27) The AI is Multi-Robot and Multi-User - It can be used by multiple robots and multiple people at the same time, and tracks location of all bots/people. Alos, A given Robot can be conversed with by multiple people at the same time through an android app
29) Text Messaging - A robot can send texts on your behalf to people you know, like "Tell my wife I love her." - uses Twilio Web Service
30) Obstacle Avoidance - 9 sonars, Force Field Algorithm, Tilt Sensors, and down facing IR cliff sensor keep the bot out of trouble
31) Missions - robot can run missions (series of commands) maintained through a windows app
32) Telepresence - robot sends video back to server, no audio yet, robot can be asked to take pictures as well. Needs improvement, too much lag.
33) Control Mechanisms - Can be controlled verbally, through a phone, tablet, web, or windows app. My favorite is verbal.
34) GPS and Compass Navigation – It’s in the code but I don’t use it much, hoping to get my Wild Thumper version of this bot built by summer. This bot isn’t that good in tall grass.
36) OCR - Ability to do some visual reading of words off of walls and cards – uses Tesseract OCR libraries
37) Localization - through Recognizing Words on Walls with OCR – I don’t use this anymore, not very practical
38) Lasers - I almost forgot, the bot can track and hit a cat with lasers, or colored objects. It can scan a room and shoot everything in the room of a particular color within 180 degrees either by size or some other priority.
39) I know I singled out Geography, Science, Weather etc as topics, mostly because they also use web services. The AI doesn't really care what it learns, it has learned and will learn about anything you are willing to tell it in simple sentences it can understand. It can tell you how many faucets are on a sink, or where you can get a taco or buy a miter saw.
Goals for Year #2
1) More chat skills – I fear this will be never ending
2) More Hard Knowledge - we can always learn more
3) More web services – takes me about a day to integrate a new web service
4) Face Tracking - know any good code/APIs for this?
5) Facial Recognition - Know any good free APIs for this?
6) Arms - I like to get some simple small arms on just to be more expressive, but will have to redesign and rebuild the sonar arrays to fit them in.
7) Empathy over time - I'd like the bot to visit good/bad events and ask about them at appropriate points in time later. Things like "How is your mother's heart doing since we last talked?" I have done a lot of prep for this, but it is a tough one
8) More Inquisitiveness and Initiative - when should the bot listen and when should it drive the conversation. I have tried it both ways, now the trick is to find a balance.

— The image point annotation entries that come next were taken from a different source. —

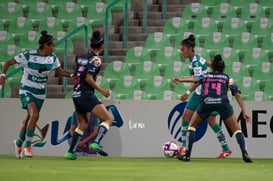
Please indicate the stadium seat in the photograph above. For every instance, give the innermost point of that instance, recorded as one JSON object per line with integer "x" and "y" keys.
{"x": 116, "y": 70}
{"x": 51, "y": 25}
{"x": 67, "y": 14}
{"x": 221, "y": 13}
{"x": 193, "y": 12}
{"x": 125, "y": 86}
{"x": 267, "y": 46}
{"x": 156, "y": 41}
{"x": 135, "y": 56}
{"x": 263, "y": 72}
{"x": 38, "y": 12}
{"x": 239, "y": 5}
{"x": 11, "y": 11}
{"x": 146, "y": 71}
{"x": 166, "y": 57}
{"x": 204, "y": 29}
{"x": 244, "y": 43}
{"x": 248, "y": 85}
{"x": 18, "y": 26}
{"x": 176, "y": 69}
{"x": 251, "y": 13}
{"x": 155, "y": 86}
{"x": 175, "y": 27}
{"x": 229, "y": 55}
{"x": 120, "y": 5}
{"x": 215, "y": 42}
{"x": 211, "y": 4}
{"x": 261, "y": 28}
{"x": 29, "y": 39}
{"x": 236, "y": 70}
{"x": 96, "y": 15}
{"x": 233, "y": 28}
{"x": 255, "y": 57}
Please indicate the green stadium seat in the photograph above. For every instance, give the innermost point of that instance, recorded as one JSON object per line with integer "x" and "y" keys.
{"x": 176, "y": 69}
{"x": 248, "y": 86}
{"x": 166, "y": 57}
{"x": 11, "y": 11}
{"x": 221, "y": 13}
{"x": 263, "y": 73}
{"x": 244, "y": 43}
{"x": 38, "y": 12}
{"x": 267, "y": 45}
{"x": 29, "y": 40}
{"x": 250, "y": 13}
{"x": 240, "y": 4}
{"x": 211, "y": 4}
{"x": 116, "y": 70}
{"x": 120, "y": 5}
{"x": 19, "y": 26}
{"x": 155, "y": 86}
{"x": 75, "y": 23}
{"x": 146, "y": 71}
{"x": 229, "y": 55}
{"x": 51, "y": 25}
{"x": 125, "y": 86}
{"x": 233, "y": 28}
{"x": 261, "y": 28}
{"x": 68, "y": 13}
{"x": 255, "y": 57}
{"x": 174, "y": 27}
{"x": 96, "y": 15}
{"x": 193, "y": 12}
{"x": 156, "y": 41}
{"x": 136, "y": 55}
{"x": 204, "y": 29}
{"x": 237, "y": 70}
{"x": 215, "y": 42}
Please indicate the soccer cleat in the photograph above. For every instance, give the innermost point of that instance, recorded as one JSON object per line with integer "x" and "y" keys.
{"x": 183, "y": 157}
{"x": 246, "y": 158}
{"x": 97, "y": 148}
{"x": 18, "y": 150}
{"x": 182, "y": 151}
{"x": 224, "y": 154}
{"x": 28, "y": 152}
{"x": 71, "y": 156}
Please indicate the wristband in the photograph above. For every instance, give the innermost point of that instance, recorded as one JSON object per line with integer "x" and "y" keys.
{"x": 188, "y": 92}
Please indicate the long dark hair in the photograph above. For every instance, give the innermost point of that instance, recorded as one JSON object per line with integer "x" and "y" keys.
{"x": 218, "y": 64}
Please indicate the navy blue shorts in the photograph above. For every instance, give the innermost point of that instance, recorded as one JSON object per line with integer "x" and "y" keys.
{"x": 204, "y": 110}
{"x": 85, "y": 104}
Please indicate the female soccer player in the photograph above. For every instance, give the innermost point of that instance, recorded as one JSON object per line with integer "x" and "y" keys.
{"x": 37, "y": 65}
{"x": 198, "y": 66}
{"x": 85, "y": 101}
{"x": 214, "y": 98}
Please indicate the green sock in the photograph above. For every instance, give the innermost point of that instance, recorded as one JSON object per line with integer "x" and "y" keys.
{"x": 20, "y": 140}
{"x": 184, "y": 129}
{"x": 221, "y": 137}
{"x": 29, "y": 136}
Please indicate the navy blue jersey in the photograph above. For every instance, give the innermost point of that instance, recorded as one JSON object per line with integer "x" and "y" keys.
{"x": 85, "y": 65}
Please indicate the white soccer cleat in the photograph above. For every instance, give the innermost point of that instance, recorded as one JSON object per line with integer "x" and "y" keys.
{"x": 18, "y": 150}
{"x": 28, "y": 152}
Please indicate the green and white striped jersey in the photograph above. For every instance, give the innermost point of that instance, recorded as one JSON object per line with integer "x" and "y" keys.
{"x": 36, "y": 71}
{"x": 197, "y": 66}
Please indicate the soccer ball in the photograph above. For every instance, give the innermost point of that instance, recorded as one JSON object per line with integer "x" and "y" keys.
{"x": 170, "y": 149}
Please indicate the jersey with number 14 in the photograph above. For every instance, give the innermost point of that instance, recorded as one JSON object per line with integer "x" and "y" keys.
{"x": 197, "y": 67}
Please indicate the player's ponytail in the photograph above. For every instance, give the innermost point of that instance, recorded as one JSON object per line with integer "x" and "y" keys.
{"x": 218, "y": 63}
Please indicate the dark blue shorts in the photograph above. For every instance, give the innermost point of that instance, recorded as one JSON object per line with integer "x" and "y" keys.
{"x": 85, "y": 104}
{"x": 204, "y": 110}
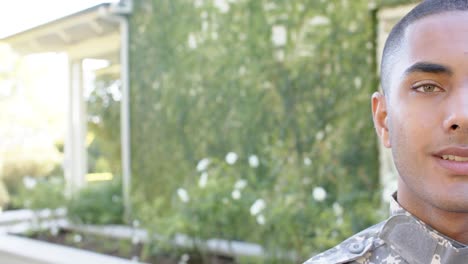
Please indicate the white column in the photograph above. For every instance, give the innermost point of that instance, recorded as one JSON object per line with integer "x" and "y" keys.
{"x": 75, "y": 145}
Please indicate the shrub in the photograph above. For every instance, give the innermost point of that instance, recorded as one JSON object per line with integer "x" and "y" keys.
{"x": 98, "y": 203}
{"x": 39, "y": 193}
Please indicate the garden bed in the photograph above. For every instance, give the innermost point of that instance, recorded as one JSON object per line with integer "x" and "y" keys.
{"x": 123, "y": 248}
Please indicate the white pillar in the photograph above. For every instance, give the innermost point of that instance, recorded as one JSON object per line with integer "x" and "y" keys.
{"x": 75, "y": 144}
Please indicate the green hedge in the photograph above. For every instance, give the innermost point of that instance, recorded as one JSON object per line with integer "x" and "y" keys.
{"x": 207, "y": 80}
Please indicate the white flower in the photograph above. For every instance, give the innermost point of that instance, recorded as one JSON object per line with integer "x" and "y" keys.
{"x": 240, "y": 184}
{"x": 135, "y": 239}
{"x": 77, "y": 238}
{"x": 203, "y": 164}
{"x": 184, "y": 259}
{"x": 29, "y": 182}
{"x": 320, "y": 135}
{"x": 183, "y": 195}
{"x": 319, "y": 194}
{"x": 236, "y": 194}
{"x": 222, "y": 5}
{"x": 357, "y": 82}
{"x": 337, "y": 209}
{"x": 319, "y": 21}
{"x": 260, "y": 219}
{"x": 231, "y": 158}
{"x": 279, "y": 35}
{"x": 192, "y": 41}
{"x": 253, "y": 161}
{"x": 257, "y": 207}
{"x": 203, "y": 180}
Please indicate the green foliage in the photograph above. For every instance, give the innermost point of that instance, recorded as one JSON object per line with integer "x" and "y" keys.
{"x": 97, "y": 203}
{"x": 103, "y": 108}
{"x": 288, "y": 82}
{"x": 39, "y": 193}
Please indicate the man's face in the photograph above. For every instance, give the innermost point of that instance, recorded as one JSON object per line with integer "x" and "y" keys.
{"x": 424, "y": 117}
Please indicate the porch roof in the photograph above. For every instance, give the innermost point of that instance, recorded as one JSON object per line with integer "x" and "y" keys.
{"x": 88, "y": 33}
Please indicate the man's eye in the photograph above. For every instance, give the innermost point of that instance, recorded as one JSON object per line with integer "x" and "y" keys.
{"x": 428, "y": 88}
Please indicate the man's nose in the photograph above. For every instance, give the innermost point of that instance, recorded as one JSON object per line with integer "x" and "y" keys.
{"x": 457, "y": 115}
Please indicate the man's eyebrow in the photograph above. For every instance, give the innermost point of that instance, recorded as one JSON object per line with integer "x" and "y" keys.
{"x": 429, "y": 67}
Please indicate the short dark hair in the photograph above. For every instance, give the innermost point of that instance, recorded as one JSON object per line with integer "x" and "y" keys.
{"x": 396, "y": 37}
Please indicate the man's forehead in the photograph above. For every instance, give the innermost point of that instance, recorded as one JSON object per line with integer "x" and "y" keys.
{"x": 435, "y": 35}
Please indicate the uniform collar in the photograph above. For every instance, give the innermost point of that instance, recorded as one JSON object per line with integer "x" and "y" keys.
{"x": 417, "y": 242}
{"x": 397, "y": 209}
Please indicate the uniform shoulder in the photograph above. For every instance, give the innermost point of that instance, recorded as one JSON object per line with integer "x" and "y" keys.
{"x": 352, "y": 248}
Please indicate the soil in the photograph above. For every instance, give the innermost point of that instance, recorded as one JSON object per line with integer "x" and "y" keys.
{"x": 124, "y": 248}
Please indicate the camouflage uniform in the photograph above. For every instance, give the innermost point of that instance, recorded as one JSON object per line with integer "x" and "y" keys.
{"x": 401, "y": 239}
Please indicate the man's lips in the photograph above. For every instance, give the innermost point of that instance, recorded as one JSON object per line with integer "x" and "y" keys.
{"x": 453, "y": 159}
{"x": 455, "y": 153}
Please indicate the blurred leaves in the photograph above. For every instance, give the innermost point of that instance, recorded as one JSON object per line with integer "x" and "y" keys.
{"x": 286, "y": 81}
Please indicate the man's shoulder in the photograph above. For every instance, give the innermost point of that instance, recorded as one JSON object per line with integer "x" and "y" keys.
{"x": 354, "y": 248}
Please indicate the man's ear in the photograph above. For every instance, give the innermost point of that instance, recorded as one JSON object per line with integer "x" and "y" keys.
{"x": 380, "y": 116}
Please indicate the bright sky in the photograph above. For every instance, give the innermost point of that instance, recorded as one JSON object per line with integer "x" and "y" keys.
{"x": 19, "y": 15}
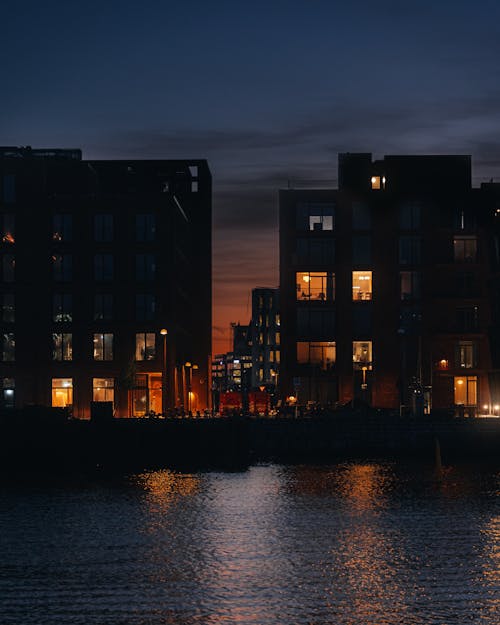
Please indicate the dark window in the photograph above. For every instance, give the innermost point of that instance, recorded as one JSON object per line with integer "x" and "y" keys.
{"x": 62, "y": 307}
{"x": 144, "y": 307}
{"x": 361, "y": 216}
{"x": 410, "y": 216}
{"x": 467, "y": 318}
{"x": 62, "y": 265}
{"x": 144, "y": 267}
{"x": 409, "y": 250}
{"x": 103, "y": 306}
{"x": 361, "y": 250}
{"x": 103, "y": 267}
{"x": 103, "y": 228}
{"x": 62, "y": 229}
{"x": 409, "y": 284}
{"x": 145, "y": 227}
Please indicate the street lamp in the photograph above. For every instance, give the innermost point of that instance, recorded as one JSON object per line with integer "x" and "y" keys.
{"x": 164, "y": 333}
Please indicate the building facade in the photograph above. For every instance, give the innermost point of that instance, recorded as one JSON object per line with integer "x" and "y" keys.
{"x": 385, "y": 286}
{"x": 98, "y": 257}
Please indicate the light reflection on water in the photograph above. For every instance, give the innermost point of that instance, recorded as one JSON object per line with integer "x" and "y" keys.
{"x": 358, "y": 543}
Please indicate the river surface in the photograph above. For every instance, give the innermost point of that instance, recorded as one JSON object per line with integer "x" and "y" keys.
{"x": 351, "y": 544}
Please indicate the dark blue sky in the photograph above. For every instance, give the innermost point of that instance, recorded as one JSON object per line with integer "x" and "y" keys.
{"x": 266, "y": 91}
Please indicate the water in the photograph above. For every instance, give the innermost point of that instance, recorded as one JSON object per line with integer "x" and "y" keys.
{"x": 358, "y": 543}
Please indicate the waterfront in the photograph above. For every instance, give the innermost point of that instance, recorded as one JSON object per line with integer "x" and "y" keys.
{"x": 354, "y": 543}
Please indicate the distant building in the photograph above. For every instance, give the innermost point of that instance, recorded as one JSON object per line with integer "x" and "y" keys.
{"x": 387, "y": 285}
{"x": 265, "y": 337}
{"x": 97, "y": 257}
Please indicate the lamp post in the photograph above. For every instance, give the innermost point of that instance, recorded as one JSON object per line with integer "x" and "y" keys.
{"x": 164, "y": 333}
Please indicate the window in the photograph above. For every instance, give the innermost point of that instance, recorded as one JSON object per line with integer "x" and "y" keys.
{"x": 317, "y": 251}
{"x": 8, "y": 308}
{"x": 103, "y": 267}
{"x": 103, "y": 307}
{"x": 62, "y": 267}
{"x": 467, "y": 318}
{"x": 8, "y": 268}
{"x": 466, "y": 354}
{"x": 62, "y": 346}
{"x": 145, "y": 348}
{"x": 465, "y": 390}
{"x": 9, "y": 188}
{"x": 319, "y": 285}
{"x": 8, "y": 393}
{"x": 62, "y": 392}
{"x": 144, "y": 307}
{"x": 7, "y": 233}
{"x": 361, "y": 250}
{"x": 62, "y": 307}
{"x": 103, "y": 346}
{"x": 317, "y": 216}
{"x": 8, "y": 347}
{"x": 145, "y": 227}
{"x": 362, "y": 354}
{"x": 321, "y": 353}
{"x": 144, "y": 267}
{"x": 409, "y": 282}
{"x": 410, "y": 215}
{"x": 62, "y": 228}
{"x": 361, "y": 216}
{"x": 103, "y": 228}
{"x": 317, "y": 322}
{"x": 361, "y": 285}
{"x": 103, "y": 389}
{"x": 465, "y": 249}
{"x": 409, "y": 250}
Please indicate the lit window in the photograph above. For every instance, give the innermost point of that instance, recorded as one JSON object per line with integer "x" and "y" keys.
{"x": 145, "y": 347}
{"x": 103, "y": 346}
{"x": 62, "y": 229}
{"x": 362, "y": 354}
{"x": 315, "y": 286}
{"x": 8, "y": 307}
{"x": 465, "y": 390}
{"x": 8, "y": 347}
{"x": 361, "y": 285}
{"x": 8, "y": 393}
{"x": 321, "y": 353}
{"x": 62, "y": 346}
{"x": 7, "y": 232}
{"x": 62, "y": 392}
{"x": 103, "y": 389}
{"x": 465, "y": 249}
{"x": 466, "y": 354}
{"x": 8, "y": 267}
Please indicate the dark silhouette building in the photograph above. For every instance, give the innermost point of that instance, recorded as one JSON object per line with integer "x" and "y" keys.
{"x": 386, "y": 286}
{"x": 97, "y": 258}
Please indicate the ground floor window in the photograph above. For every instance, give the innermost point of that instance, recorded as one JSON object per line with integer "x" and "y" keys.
{"x": 8, "y": 392}
{"x": 103, "y": 389}
{"x": 62, "y": 392}
{"x": 147, "y": 395}
{"x": 465, "y": 388}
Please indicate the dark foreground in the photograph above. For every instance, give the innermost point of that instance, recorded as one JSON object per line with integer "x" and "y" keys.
{"x": 42, "y": 439}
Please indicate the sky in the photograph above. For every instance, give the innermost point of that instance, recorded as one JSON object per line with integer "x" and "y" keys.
{"x": 268, "y": 92}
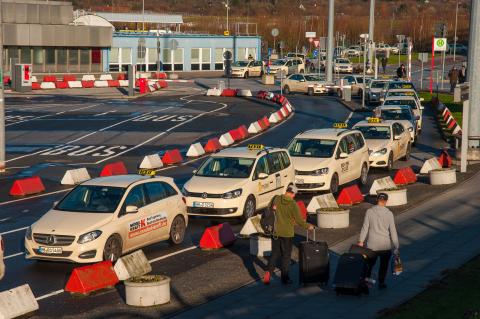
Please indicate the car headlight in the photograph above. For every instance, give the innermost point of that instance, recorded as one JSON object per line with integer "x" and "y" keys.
{"x": 383, "y": 151}
{"x": 28, "y": 233}
{"x": 233, "y": 194}
{"x": 88, "y": 237}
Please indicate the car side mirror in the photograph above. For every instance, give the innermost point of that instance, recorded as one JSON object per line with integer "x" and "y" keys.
{"x": 262, "y": 176}
{"x": 131, "y": 209}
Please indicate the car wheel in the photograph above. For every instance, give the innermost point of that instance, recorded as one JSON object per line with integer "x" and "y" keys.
{"x": 113, "y": 248}
{"x": 334, "y": 184}
{"x": 250, "y": 208}
{"x": 364, "y": 174}
{"x": 390, "y": 162}
{"x": 177, "y": 230}
{"x": 407, "y": 152}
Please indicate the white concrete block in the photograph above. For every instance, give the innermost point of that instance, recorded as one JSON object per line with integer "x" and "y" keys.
{"x": 382, "y": 183}
{"x": 17, "y": 302}
{"x": 321, "y": 201}
{"x": 75, "y": 176}
{"x": 226, "y": 139}
{"x": 254, "y": 128}
{"x": 132, "y": 265}
{"x": 75, "y": 84}
{"x": 151, "y": 162}
{"x": 88, "y": 77}
{"x": 106, "y": 77}
{"x": 101, "y": 84}
{"x": 429, "y": 165}
{"x": 47, "y": 85}
{"x": 195, "y": 150}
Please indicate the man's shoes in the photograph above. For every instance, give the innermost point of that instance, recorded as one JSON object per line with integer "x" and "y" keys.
{"x": 266, "y": 278}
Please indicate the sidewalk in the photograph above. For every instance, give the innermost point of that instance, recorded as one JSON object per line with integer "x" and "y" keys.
{"x": 439, "y": 234}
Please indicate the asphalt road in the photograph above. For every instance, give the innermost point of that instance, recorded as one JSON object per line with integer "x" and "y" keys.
{"x": 197, "y": 276}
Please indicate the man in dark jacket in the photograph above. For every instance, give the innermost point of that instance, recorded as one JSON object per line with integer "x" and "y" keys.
{"x": 287, "y": 214}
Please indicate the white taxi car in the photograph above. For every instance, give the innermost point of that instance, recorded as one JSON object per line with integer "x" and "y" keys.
{"x": 324, "y": 159}
{"x": 387, "y": 141}
{"x": 238, "y": 181}
{"x": 106, "y": 217}
{"x": 245, "y": 69}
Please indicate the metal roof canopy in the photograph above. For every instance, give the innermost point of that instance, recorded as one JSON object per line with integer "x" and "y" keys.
{"x": 139, "y": 17}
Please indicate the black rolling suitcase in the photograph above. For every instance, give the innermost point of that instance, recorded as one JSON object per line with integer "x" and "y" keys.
{"x": 350, "y": 275}
{"x": 314, "y": 262}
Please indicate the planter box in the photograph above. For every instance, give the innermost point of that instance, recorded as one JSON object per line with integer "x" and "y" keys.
{"x": 444, "y": 176}
{"x": 396, "y": 197}
{"x": 260, "y": 246}
{"x": 333, "y": 218}
{"x": 147, "y": 290}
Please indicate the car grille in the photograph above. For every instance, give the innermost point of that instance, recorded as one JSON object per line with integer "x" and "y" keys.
{"x": 53, "y": 240}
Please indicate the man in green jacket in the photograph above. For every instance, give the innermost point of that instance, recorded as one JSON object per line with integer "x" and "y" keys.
{"x": 287, "y": 214}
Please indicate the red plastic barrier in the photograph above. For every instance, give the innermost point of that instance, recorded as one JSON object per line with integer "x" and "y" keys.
{"x": 444, "y": 159}
{"x": 243, "y": 131}
{"x": 113, "y": 83}
{"x": 303, "y": 209}
{"x": 117, "y": 168}
{"x": 172, "y": 157}
{"x": 69, "y": 77}
{"x": 49, "y": 78}
{"x": 350, "y": 195}
{"x": 236, "y": 135}
{"x": 163, "y": 83}
{"x": 229, "y": 93}
{"x": 213, "y": 145}
{"x": 92, "y": 277}
{"x": 405, "y": 176}
{"x": 27, "y": 186}
{"x": 88, "y": 84}
{"x": 217, "y": 237}
{"x": 61, "y": 85}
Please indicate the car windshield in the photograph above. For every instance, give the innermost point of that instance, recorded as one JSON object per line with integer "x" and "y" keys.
{"x": 92, "y": 199}
{"x": 375, "y": 132}
{"x": 377, "y": 85}
{"x": 241, "y": 63}
{"x": 397, "y": 114}
{"x": 312, "y": 148}
{"x": 229, "y": 167}
{"x": 410, "y": 103}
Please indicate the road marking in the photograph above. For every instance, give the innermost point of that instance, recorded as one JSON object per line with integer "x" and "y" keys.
{"x": 14, "y": 230}
{"x": 36, "y": 196}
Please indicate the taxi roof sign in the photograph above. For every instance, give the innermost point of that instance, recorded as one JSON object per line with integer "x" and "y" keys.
{"x": 340, "y": 125}
{"x": 147, "y": 172}
{"x": 255, "y": 147}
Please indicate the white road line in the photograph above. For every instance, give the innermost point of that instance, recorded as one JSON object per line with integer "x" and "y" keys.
{"x": 14, "y": 231}
{"x": 36, "y": 196}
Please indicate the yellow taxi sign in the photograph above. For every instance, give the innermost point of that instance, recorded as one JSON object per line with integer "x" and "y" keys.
{"x": 147, "y": 172}
{"x": 340, "y": 125}
{"x": 255, "y": 147}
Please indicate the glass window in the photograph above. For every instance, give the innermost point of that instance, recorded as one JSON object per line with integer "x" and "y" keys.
{"x": 49, "y": 56}
{"x": 136, "y": 197}
{"x": 26, "y": 55}
{"x": 262, "y": 167}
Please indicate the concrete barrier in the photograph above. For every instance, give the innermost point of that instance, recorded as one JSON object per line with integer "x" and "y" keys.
{"x": 17, "y": 302}
{"x": 75, "y": 176}
{"x": 151, "y": 162}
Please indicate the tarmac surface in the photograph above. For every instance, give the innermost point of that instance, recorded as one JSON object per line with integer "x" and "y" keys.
{"x": 49, "y": 133}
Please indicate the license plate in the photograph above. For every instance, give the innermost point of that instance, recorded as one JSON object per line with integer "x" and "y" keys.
{"x": 203, "y": 204}
{"x": 50, "y": 250}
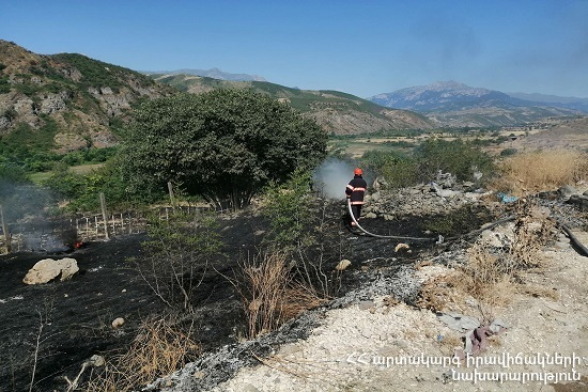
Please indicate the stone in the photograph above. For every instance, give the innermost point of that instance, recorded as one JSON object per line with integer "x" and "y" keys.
{"x": 401, "y": 246}
{"x": 365, "y": 305}
{"x": 565, "y": 192}
{"x": 118, "y": 322}
{"x": 343, "y": 264}
{"x": 47, "y": 270}
{"x": 97, "y": 360}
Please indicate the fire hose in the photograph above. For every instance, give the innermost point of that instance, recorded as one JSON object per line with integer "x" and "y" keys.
{"x": 578, "y": 246}
{"x": 384, "y": 236}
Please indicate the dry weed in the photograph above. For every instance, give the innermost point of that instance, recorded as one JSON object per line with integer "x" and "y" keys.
{"x": 269, "y": 293}
{"x": 493, "y": 276}
{"x": 535, "y": 171}
{"x": 262, "y": 289}
{"x": 159, "y": 349}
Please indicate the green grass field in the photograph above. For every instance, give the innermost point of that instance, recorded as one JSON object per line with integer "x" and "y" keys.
{"x": 38, "y": 178}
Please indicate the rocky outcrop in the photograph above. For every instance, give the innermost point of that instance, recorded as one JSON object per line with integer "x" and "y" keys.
{"x": 424, "y": 199}
{"x": 47, "y": 270}
{"x": 78, "y": 95}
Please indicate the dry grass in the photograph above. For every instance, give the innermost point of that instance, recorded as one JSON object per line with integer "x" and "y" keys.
{"x": 263, "y": 288}
{"x": 492, "y": 276}
{"x": 159, "y": 349}
{"x": 270, "y": 295}
{"x": 526, "y": 173}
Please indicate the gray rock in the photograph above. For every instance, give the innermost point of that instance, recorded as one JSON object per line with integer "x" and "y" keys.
{"x": 48, "y": 269}
{"x": 565, "y": 192}
{"x": 365, "y": 305}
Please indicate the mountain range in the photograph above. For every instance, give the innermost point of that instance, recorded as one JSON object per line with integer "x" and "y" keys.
{"x": 214, "y": 73}
{"x": 66, "y": 102}
{"x": 456, "y": 104}
{"x": 338, "y": 113}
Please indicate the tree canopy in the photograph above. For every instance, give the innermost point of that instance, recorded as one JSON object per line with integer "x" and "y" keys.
{"x": 224, "y": 145}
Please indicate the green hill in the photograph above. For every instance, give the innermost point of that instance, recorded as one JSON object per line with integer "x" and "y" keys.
{"x": 339, "y": 113}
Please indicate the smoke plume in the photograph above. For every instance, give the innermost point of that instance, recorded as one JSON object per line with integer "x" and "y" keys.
{"x": 332, "y": 177}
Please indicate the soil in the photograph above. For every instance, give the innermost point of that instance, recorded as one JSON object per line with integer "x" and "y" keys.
{"x": 361, "y": 346}
{"x": 76, "y": 315}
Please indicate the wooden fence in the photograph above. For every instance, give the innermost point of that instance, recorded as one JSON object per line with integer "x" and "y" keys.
{"x": 46, "y": 235}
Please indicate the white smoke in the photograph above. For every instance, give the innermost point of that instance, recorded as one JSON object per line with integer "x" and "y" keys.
{"x": 332, "y": 177}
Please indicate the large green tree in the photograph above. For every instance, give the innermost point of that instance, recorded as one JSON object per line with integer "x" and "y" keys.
{"x": 224, "y": 145}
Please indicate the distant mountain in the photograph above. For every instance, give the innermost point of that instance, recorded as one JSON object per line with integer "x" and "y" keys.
{"x": 554, "y": 100}
{"x": 214, "y": 73}
{"x": 445, "y": 96}
{"x": 65, "y": 102}
{"x": 339, "y": 113}
{"x": 456, "y": 104}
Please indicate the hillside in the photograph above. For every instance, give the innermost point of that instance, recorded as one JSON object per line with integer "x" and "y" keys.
{"x": 337, "y": 112}
{"x": 457, "y": 105}
{"x": 214, "y": 73}
{"x": 554, "y": 100}
{"x": 65, "y": 102}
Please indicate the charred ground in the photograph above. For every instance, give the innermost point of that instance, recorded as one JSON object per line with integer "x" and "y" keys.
{"x": 76, "y": 315}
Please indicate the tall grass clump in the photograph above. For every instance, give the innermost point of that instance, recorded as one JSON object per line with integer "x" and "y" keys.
{"x": 541, "y": 170}
{"x": 160, "y": 348}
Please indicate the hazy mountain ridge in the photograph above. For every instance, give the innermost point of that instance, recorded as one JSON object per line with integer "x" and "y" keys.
{"x": 337, "y": 112}
{"x": 574, "y": 103}
{"x": 456, "y": 104}
{"x": 214, "y": 73}
{"x": 67, "y": 100}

9) Changeover to Newer Phone
10) Go Open Microphone - right now I have to press the front of my phone or touch the face of the bot to get it to listen, I’d rather it just listen constantly. I think its doable on the newer phones.
11) Get family, friends, and associates using AI on their phones as common information tool about the world and each other.
12) Autonomous Learning - it can get info from the wikipedia, web, news, web pages, but doesn't yet learn from them. How do you build learning from the chaos that is the average web page? Listening was so much easier, and that wasn’t easy.
· Arduino Mega ADK (in the back of the body)
· Arduino Uno (in the head)
· Motorola Bionic Android Phone
· Windows PC with 6 Cores (running Web Service, AI, and Databases, this PC calls the other web services)
· Third Party Web Services - adding new ones whenever I find anything useful
· I would love to hear any suggestions anyone out there might have. I am constantly looking for and reevaluating the question “What next?”